В свободные минуты (а их сейчас мало — главным образом, перед сном) читаю Гофмана «Серапионовы братья» — книжку, с которой произошла смешная история. Я все время считал, что читал ее, а когда за нее взялся, то оказалось, что никогда в нее и не заглядывал.

Ну вот, как будто и все. Сейчас пришел Н. К. Горчаков, и на этом на сегодня я кончаю письмо, потому что надо заниматься с ним делами.

Отвечайте мне. Я всегда рад прочесть ваши строчки, потому что подчас бывает очень, очень одиноко.

Целую вас крепко, родные мои. Ваш сын Кирилл.

Посылаю четыре фото.

18 марта 1943 года.

(От матери. Мать пишет о том, как они в Молотове слушали меня по радио.)

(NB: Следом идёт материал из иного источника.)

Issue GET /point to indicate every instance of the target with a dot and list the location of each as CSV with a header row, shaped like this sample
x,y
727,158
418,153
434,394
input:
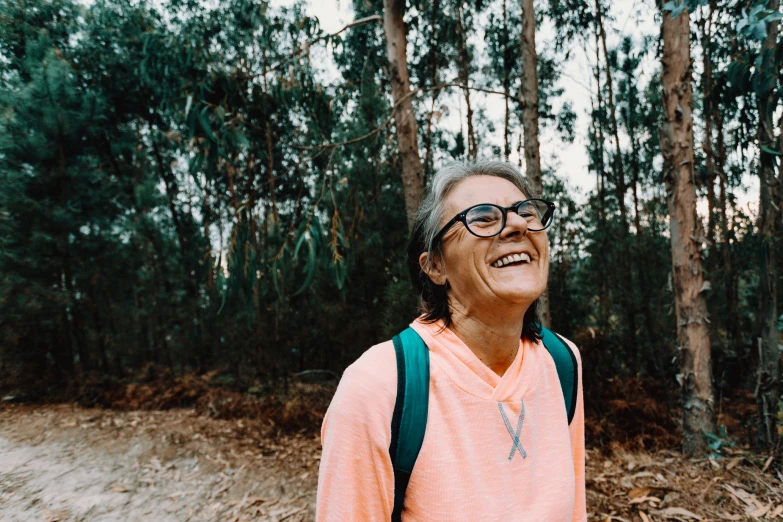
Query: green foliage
x,y
168,198
719,441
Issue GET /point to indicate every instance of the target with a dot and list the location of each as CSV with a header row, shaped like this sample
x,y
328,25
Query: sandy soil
x,y
60,463
65,464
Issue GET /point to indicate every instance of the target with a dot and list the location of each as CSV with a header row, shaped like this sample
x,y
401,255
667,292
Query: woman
x,y
479,258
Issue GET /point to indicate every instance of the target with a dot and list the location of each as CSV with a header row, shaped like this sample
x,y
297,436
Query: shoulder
x,y
571,347
374,372
368,388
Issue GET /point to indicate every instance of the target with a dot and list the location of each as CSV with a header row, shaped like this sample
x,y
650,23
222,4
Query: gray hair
x,y
433,298
430,212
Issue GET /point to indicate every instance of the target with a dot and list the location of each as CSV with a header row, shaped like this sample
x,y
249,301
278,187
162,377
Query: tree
x,y
693,342
528,93
768,373
405,117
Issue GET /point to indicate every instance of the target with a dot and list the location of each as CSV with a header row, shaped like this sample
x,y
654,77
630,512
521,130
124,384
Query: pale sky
x,y
568,160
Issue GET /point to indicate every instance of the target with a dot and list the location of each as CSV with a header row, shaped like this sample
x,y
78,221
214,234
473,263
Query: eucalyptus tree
x,y
693,339
405,118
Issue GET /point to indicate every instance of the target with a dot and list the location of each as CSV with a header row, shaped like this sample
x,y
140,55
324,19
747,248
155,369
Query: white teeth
x,y
512,258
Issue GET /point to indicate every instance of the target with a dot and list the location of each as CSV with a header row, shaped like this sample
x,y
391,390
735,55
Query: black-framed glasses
x,y
488,220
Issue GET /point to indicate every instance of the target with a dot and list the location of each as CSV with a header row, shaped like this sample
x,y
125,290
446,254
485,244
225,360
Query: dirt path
x,y
59,463
65,464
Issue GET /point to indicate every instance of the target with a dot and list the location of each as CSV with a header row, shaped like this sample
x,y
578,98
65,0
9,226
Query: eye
x,y
483,215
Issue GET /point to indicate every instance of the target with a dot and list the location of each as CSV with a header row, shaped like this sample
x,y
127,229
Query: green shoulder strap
x,y
410,410
567,371
409,420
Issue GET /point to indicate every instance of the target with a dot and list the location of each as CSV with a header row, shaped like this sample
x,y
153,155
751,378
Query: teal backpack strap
x,y
567,370
410,410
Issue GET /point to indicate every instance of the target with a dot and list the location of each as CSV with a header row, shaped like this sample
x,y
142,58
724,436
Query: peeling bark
x,y
405,118
768,373
528,93
676,135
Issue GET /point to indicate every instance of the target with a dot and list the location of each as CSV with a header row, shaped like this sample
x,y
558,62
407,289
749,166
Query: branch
x,y
299,52
325,146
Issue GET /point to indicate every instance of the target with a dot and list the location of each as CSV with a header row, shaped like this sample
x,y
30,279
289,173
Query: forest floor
x,y
66,463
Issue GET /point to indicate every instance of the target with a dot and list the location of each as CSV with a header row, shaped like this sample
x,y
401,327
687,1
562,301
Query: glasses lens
x,y
484,220
537,214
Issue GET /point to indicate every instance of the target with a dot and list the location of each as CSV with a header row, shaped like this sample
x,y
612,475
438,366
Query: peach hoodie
x,y
463,472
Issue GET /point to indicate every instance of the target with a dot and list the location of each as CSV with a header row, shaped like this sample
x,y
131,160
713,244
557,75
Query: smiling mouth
x,y
511,259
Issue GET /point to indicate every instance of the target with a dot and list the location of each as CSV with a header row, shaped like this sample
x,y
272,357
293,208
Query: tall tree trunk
x,y
528,93
620,190
506,82
691,306
732,319
709,156
769,194
428,160
464,78
640,250
405,118
604,305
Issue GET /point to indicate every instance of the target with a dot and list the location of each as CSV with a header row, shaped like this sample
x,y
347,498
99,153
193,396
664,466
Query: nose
x,y
515,224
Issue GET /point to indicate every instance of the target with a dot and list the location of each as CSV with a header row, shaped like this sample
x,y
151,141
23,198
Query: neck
x,y
493,338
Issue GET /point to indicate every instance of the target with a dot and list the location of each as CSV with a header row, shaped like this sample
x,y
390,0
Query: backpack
x,y
409,419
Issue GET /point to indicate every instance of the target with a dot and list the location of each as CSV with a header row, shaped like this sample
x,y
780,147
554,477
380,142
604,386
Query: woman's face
x,y
469,263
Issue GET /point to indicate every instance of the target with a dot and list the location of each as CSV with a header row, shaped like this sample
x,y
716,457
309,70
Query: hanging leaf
x,y
203,119
310,268
770,150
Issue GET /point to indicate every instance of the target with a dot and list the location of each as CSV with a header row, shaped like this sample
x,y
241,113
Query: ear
x,y
432,265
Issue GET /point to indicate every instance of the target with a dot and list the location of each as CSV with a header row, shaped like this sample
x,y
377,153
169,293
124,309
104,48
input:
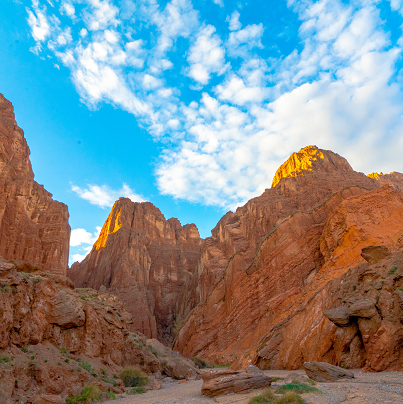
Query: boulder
x,y
214,374
48,399
362,308
325,372
374,254
291,377
243,382
338,316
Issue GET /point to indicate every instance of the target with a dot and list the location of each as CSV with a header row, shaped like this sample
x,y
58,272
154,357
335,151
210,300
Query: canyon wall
x,y
268,273
33,227
145,260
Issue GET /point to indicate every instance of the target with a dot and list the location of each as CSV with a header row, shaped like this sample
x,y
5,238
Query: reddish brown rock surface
x,y
33,227
145,260
243,382
49,329
268,273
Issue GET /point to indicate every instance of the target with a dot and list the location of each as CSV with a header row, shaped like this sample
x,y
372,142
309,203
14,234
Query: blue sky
x,y
193,105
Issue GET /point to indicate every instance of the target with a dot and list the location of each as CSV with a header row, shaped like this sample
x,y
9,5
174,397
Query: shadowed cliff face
x,y
268,260
145,260
33,227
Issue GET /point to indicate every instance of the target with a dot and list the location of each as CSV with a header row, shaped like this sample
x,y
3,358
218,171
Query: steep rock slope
x,y
145,260
33,227
55,339
266,261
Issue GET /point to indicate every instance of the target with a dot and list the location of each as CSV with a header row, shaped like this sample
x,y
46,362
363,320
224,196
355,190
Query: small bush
x,y
290,398
111,395
5,287
297,387
89,395
136,390
4,359
266,397
200,363
133,377
88,367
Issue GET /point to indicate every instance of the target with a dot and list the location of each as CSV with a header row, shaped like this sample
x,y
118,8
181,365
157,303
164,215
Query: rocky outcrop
x,y
264,278
243,382
324,372
55,339
33,227
145,260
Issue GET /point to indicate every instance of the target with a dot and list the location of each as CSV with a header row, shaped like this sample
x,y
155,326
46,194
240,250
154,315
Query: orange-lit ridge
x,y
112,225
297,163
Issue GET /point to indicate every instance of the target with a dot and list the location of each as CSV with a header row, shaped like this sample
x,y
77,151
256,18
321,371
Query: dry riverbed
x,y
371,388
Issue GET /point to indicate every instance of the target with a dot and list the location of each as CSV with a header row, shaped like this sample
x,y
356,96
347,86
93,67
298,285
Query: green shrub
x,y
290,398
136,390
111,395
88,367
266,397
133,377
4,359
89,395
297,387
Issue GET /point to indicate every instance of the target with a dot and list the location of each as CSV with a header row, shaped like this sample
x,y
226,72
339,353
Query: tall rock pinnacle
x,y
33,227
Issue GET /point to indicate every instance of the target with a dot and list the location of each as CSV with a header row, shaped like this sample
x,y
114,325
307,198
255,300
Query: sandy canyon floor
x,y
383,387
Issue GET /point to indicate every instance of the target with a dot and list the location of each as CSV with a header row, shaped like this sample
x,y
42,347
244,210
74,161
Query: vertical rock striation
x,y
255,299
33,227
145,260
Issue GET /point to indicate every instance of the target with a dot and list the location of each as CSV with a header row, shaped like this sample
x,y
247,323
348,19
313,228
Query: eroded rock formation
x,y
265,276
54,339
33,227
145,260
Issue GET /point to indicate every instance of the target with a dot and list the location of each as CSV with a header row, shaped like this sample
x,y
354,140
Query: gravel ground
x,y
366,388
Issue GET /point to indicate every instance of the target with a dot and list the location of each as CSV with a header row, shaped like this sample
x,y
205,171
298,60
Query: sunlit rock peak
x,y
310,158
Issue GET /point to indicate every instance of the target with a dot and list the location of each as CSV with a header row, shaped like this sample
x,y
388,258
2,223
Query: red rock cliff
x,y
33,227
265,263
145,260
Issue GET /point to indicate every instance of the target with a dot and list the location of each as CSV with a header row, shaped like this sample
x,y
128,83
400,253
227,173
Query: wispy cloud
x,y
341,88
104,196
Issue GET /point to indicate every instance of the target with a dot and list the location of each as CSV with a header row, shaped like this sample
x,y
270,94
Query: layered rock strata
x,y
266,264
54,339
33,227
145,260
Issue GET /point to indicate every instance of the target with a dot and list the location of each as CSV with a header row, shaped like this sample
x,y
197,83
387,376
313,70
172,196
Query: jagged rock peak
x,y
125,211
311,158
33,227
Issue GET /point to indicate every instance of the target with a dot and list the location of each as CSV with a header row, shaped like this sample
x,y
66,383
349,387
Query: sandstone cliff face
x,y
54,340
33,227
145,260
266,263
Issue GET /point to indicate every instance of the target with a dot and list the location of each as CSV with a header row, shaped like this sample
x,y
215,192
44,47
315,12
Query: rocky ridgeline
x,y
145,260
274,267
55,339
33,227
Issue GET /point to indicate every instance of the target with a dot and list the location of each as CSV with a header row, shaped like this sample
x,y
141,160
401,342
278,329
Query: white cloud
x,y
234,23
206,55
76,258
81,236
38,21
340,89
104,196
68,8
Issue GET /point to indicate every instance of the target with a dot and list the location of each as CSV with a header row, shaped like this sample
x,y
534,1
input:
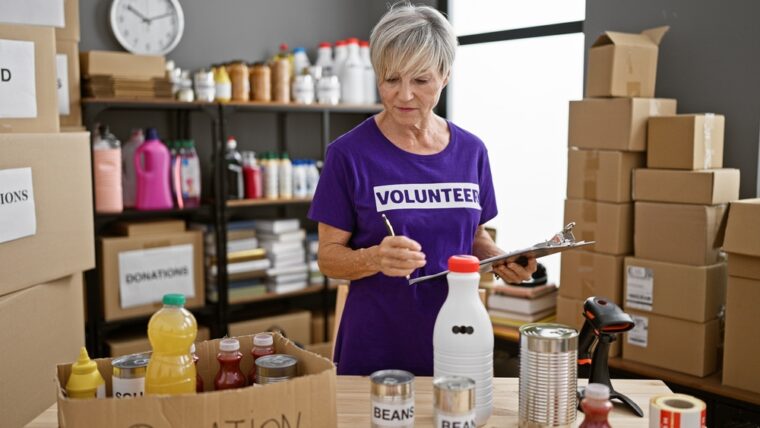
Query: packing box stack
x,y
607,139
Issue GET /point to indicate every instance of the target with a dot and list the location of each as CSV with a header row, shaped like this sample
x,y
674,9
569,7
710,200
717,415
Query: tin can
x,y
392,398
128,379
276,368
454,402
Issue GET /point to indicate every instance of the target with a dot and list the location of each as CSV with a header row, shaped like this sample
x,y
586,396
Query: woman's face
x,y
410,99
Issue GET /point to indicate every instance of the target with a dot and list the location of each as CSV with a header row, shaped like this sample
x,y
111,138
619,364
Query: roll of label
x,y
677,411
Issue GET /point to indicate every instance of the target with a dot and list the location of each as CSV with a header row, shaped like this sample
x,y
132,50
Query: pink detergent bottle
x,y
152,171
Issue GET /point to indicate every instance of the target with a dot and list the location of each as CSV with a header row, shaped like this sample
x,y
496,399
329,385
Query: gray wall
x,y
709,61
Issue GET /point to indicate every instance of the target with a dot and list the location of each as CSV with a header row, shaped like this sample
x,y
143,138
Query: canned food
x,y
454,402
276,368
392,398
128,379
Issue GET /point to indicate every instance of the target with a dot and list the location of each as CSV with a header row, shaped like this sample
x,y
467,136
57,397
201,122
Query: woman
x,y
429,177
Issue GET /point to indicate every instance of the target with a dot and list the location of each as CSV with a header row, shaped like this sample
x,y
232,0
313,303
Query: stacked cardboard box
x,y
676,285
607,140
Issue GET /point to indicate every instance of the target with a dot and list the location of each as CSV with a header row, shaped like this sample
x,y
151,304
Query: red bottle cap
x,y
464,264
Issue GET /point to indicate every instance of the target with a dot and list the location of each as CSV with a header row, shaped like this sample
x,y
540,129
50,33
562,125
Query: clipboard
x,y
562,241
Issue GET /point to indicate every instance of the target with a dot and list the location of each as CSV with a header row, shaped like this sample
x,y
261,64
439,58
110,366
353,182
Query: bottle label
x,y
392,415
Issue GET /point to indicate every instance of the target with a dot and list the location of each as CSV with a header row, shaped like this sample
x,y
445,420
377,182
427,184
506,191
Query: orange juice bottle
x,y
171,332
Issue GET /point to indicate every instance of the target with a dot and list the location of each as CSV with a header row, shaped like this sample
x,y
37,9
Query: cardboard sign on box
x,y
308,400
28,88
609,224
679,233
673,344
691,293
601,175
584,274
741,346
614,123
624,64
701,187
62,191
686,141
40,327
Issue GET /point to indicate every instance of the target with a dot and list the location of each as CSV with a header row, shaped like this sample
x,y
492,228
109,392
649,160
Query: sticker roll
x,y
677,411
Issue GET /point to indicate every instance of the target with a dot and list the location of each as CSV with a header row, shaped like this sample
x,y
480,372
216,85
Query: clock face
x,y
152,27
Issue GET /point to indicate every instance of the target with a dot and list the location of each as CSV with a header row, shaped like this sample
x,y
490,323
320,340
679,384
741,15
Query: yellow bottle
x,y
171,332
85,380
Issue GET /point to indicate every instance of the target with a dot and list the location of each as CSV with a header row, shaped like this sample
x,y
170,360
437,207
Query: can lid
x,y
464,264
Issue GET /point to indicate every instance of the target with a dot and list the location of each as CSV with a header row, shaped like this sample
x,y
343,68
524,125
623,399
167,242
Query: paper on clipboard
x,y
560,242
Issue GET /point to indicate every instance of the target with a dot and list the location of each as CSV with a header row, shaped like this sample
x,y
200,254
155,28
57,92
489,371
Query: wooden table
x,y
353,403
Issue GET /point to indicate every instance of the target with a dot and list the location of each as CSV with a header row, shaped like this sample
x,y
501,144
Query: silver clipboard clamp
x,y
562,241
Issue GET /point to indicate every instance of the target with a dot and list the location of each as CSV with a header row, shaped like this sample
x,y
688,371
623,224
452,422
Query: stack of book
x,y
284,242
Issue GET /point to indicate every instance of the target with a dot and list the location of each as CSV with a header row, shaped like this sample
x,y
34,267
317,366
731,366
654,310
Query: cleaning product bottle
x,y
596,406
229,375
152,167
106,160
171,332
85,380
463,334
128,175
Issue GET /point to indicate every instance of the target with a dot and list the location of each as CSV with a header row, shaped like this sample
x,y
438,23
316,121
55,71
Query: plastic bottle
x,y
352,75
229,375
152,167
85,380
106,160
285,179
263,344
463,334
128,175
171,331
596,406
234,171
370,82
190,175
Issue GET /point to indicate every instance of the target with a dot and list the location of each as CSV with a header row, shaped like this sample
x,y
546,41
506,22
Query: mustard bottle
x,y
85,380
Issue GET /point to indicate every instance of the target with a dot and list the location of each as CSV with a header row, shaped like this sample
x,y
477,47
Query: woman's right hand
x,y
399,256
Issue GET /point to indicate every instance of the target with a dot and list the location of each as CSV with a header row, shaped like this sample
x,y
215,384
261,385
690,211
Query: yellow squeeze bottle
x,y
85,380
171,332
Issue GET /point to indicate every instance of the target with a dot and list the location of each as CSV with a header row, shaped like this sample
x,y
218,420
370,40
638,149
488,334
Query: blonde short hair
x,y
412,39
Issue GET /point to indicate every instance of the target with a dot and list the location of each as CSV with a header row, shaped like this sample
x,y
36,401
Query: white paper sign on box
x,y
18,90
146,275
17,215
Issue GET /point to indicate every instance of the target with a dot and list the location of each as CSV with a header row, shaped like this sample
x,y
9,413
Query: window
x,y
518,66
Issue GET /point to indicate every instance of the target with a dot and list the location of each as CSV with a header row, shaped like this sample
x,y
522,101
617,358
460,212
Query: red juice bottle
x,y
229,375
596,406
263,344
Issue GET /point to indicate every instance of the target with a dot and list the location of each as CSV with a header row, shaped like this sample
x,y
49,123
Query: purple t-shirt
x,y
437,200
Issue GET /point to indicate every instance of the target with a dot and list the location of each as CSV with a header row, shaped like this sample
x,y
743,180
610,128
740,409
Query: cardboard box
x,y
623,64
601,175
28,100
702,187
69,90
122,64
614,123
149,267
585,274
686,141
741,345
678,233
610,225
138,344
296,326
673,344
40,327
691,293
742,241
306,401
52,232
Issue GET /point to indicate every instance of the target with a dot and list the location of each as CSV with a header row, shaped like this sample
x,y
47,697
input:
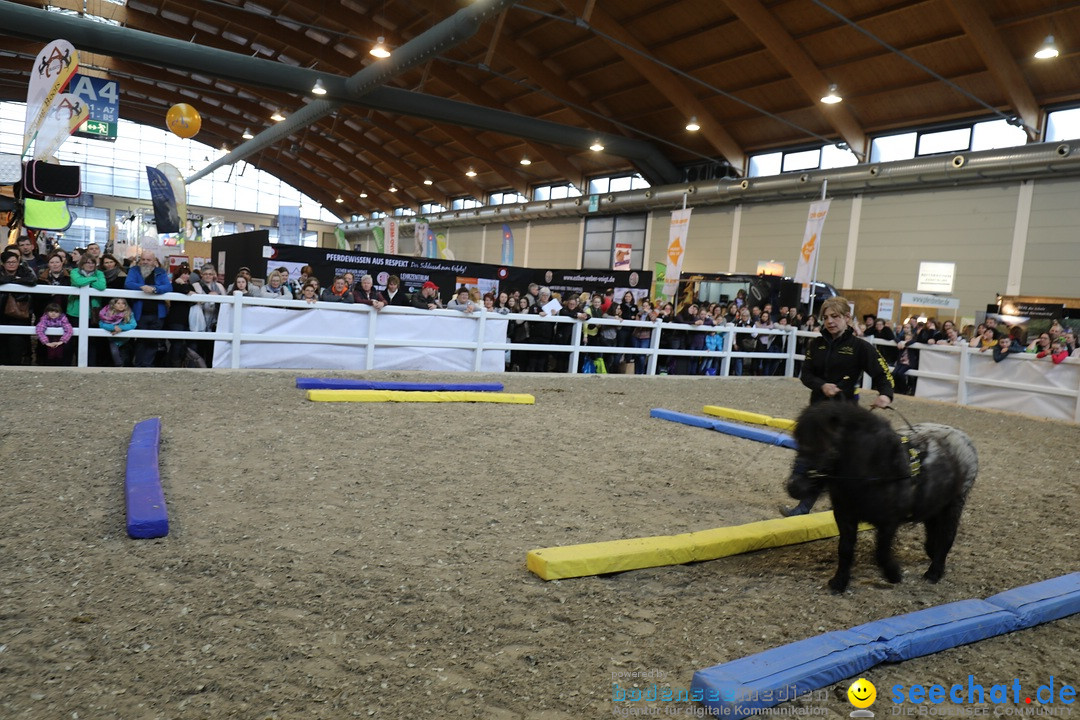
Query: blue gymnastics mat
x,y
147,516
741,688
338,383
746,432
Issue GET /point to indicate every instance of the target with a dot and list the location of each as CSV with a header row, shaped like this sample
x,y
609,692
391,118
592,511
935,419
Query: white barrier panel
x,y
1020,383
295,326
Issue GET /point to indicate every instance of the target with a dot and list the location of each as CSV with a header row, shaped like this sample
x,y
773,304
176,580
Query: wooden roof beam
x,y
976,25
665,82
790,54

Представь себе уютную с белыми стенами низенькую комнату с двумя окнами, эту зиму — вниманием Горсовета — освещенную электричеством. В углу самодельную тахту, над ней одну из красочных стенных тканей с Афанасьевского, в углу же на стене афишу из Улан-Удэ о спектакле «Русские люди» — 25-я годовщина Великой Октябрьской революции. В ногах тахты, на стене твой халат и углом столик, шкафчик с твоими фото и книгами. Углом перед диваном парадно накрытый столик с бутылкой красного вина и людей, каждый по-своему, со своим чувством, ожидающих твоего выступления. Один Бог знает, до чего мне хотелось, чтобы мой дорогой лауреат, а ныне еще и подполковник, с каковым отличием сердечно поздравляю, сошкольничал и бросил как бы ошибкой в эфир одно только слово — такое для меня нужное: мамка. Ну, кому бы от этого было плохо? Итак, звучал дорогой голос, голос, который не слышала больше чем полтора года, картавый по радио неизмеримо больше, чем в залах при выступлениях. Ты хорошо читал в этот вечер, именно так, как написан очерк, и печаль, его пронизывающая, лилась прямо в сердце. Я видела всех, все, о ком и о чем ты писал. Не видела только твоего лица этой минуты, его выражения. Сейчас это выражение должно быть другим, и я закрыла глаза, чтобы еще полнее чувствовать. Сколько же ты вобрал в себя печали и ужаса, чтобы так отразить, так передать, так заставить зазвучать слова. Мать-Россия встала передо мною со своим проникнутым скорбью лицом, которое глядит на меня всегда при сообщении сводок. Да, наши дойдут до границ, перейдут их, возможно, но путь их тяжел среди разорения и трупов, и много еще придется испить горя и употребить усилий, чтобы зажить свободно и радостно. Мне было тяжко, что после полутора годов разлуки — первый раз я услышала именно этот очерк. Потом я не сразу пришла в себя. Когда закончу письмо, позвоню отцу по телефону — это здесь же во дворе. Папа сильно занят это время, в программу включили военную историю с древних времен — России только, — и сегодня он впервые читает, готовился истово, ты представляешь себе, зная его; обегал библиотеки, разыскал материал, составил конспект, сделал сам прекрасные две схемы на тему Петровских войн со шведами, а в обзор Ледового побоища включил — наряду с летописцем, и отрывок из твоей поэмы. Читал, проверял себя по часам, с большим увлечением, как раз перед твоим выступлением.